Equity Group Offers $1.3B for Intergraph


Intergraph Corporation , a leading maker of mapping and
visualization software, agreed to be acquired for $1.3 billion by an
investor group led by Hellman & Friedman LLC and Texas Pacific Group.


Intergraph, of Huntsville, Ala., provides software and services for homeland
security, energy, chemical, and shipbuilding infrastructure design markets.


This type of software, dubbed spatial information management (SIM), has been
a niche until recently.


SIM is becoming increasingly lucrative with the surge in demand for more
graphical Web-based designs and advancements in online visualization
technologies, such as Google Maps and Microsoft MapPoint.

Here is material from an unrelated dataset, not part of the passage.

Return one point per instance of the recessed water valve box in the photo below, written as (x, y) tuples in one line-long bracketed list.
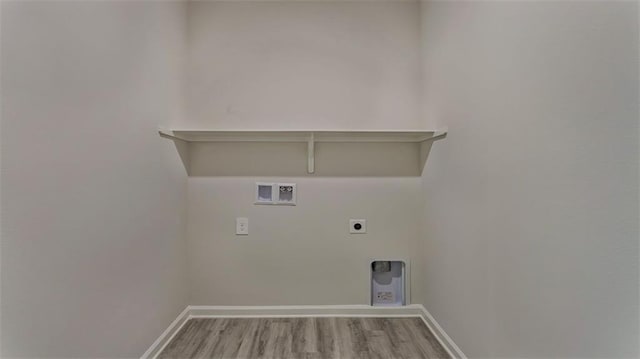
[(275, 193)]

IDC analyst David Sonnen said in a research note that SIM has transformed
from a specialist application to a technology with broad relevance within
many IT ecosystems.


“From enterprise areas like master data management to Google Maps, SIM
technology is becoming pervasive,” said Sonnen. “Most IT companies and users
will be affected to some degree by this change.”


San Francisco’s Hellman & Friedman and Texas Pacific Group hope this turns
out to be true.


The firms have partnered on a number of investments, including
Linsco/Private Ledger and Texas Genco. JMI Equity, a San Diego-based private
equity firm focused on the software and business service industries, will
chip in for Intergraph.


Intergraph stockholders will get $44 in cash for each share of Intergraph
common stock, a 22 percent premium over Intergraph’s average closing price
for the last twenty trading days.


The transaction will be financed through a combination of debt and equity
financing and cash.


Wall Street took heart in the news, sending Intergraph shares surging $6.12
to $43.48 in morning trading.


Intergraph’s recently reported second-quarter revenue of $152.8 million,
with net income for the period of $16.8 million, or 56 cents per share,
compared with $7.5 million, or 25 cents per share from the year-ago quarter.


The deal highlights a building trend of private equity and holding firms
either snapping up attractive or bailing out floundering public companies.


In July, Francisco Partners agreed
to purchase struggling security device maker WatchGuard Technologies, Inc.
for $151 million in cash.


Earlier this year, enterprise content management vendor Hummingbird agreed
to be acquired
by Symphony Technology Group until Open Text outbid the holding company.